3614人が本棚に入れています
本棚に追加
お母さんのことを、知っている…?
よくよく考えれば、これはお母さんが招待されているパーティーなんだから、お母さんの仕事関係の人がいても何ら不思議はない。
「母とは、…お仕事で…?」
彼は、私がそう尋ねると分かっていたかのように、小さく笑った。
「つい最近、一緒にアメリカでの大きなイベントを終えたところなんだ。
と言っても、直接会ったのは、2回しかない。
彼女の会社が主催のイベントに、俺個人がちょこっと参加したくらいだから。
…どうぞ。
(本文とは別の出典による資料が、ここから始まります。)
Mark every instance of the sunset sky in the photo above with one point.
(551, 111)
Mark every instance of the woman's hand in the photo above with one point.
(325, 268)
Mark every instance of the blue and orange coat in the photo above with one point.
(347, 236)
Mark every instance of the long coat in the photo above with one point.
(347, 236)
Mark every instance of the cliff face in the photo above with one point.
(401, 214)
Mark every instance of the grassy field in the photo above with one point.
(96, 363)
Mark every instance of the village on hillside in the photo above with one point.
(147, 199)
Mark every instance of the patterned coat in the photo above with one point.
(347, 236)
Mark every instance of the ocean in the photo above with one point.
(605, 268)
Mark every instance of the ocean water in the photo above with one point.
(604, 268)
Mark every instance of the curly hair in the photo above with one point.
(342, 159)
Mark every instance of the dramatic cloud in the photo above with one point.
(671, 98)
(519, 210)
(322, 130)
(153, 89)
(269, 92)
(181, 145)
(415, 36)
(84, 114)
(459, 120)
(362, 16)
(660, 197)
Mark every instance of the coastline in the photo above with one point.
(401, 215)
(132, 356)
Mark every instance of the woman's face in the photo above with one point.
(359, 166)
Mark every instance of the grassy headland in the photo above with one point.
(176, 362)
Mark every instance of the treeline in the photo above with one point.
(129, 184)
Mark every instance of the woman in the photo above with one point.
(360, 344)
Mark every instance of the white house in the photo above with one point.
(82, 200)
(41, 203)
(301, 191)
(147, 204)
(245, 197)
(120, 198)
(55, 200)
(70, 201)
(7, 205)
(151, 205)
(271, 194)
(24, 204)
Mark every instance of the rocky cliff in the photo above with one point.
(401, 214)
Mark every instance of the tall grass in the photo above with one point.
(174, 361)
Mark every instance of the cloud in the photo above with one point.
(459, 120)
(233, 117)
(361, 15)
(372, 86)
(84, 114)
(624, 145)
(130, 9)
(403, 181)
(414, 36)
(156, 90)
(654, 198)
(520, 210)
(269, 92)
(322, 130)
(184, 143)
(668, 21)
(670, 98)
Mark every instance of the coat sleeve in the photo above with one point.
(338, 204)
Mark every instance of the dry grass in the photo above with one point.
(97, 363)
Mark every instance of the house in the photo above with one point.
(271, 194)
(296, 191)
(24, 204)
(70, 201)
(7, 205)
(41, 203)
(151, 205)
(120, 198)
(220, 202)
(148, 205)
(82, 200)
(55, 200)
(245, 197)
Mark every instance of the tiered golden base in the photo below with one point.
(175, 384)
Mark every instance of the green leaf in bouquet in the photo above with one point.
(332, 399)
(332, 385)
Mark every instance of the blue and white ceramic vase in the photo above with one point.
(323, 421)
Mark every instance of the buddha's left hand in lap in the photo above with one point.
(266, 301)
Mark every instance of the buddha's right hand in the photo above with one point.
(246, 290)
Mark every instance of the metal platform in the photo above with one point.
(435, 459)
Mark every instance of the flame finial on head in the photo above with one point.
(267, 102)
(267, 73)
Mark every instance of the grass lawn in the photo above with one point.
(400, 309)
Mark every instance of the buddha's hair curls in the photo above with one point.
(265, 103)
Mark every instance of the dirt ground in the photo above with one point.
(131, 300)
よろしくね」
そう言って彼は、名刺を差し出した。
それを受け取り、見てみると、最近話題になっているベンチャー企業の名前がズラリと並んでいた。
…色んな業種を手がける、青年実業家ってことか。
チャラいイメージだけど、…実は、すごい人なんだ。
…でも、…堅い名刺と実物のギャップが、ありすぎ…。
ふと手元に影が出来て、なんだろうと目線を上げると、思いのほか彼の顔が近くなっていて固まってしまった。
「…やっぱ、めちゃくちゃタイプだ。
これから、二人で抜けない?」
「お断りします」
まるで合コンの決まり文句のような言葉を放つ彼に、きっぱりと言ってのける。
お母さんの仕事相手なのに……、と、少し後ろめたい気持ちもあったけれど。
「おっと。
…結構、マジなんだけどな。
オトモダチから、考えてみてくれない?」
「…いえ。
結構です」
「そう?
…好きな人が、いるから?」
「……」
彼は、私をからかっているのか、くくくっ、と笑った。
「生田流総本家の、お嬢様。
…袴姿の彼なら、止めておいたほうがいいよ」
.
最初のコメントを投稿しよう!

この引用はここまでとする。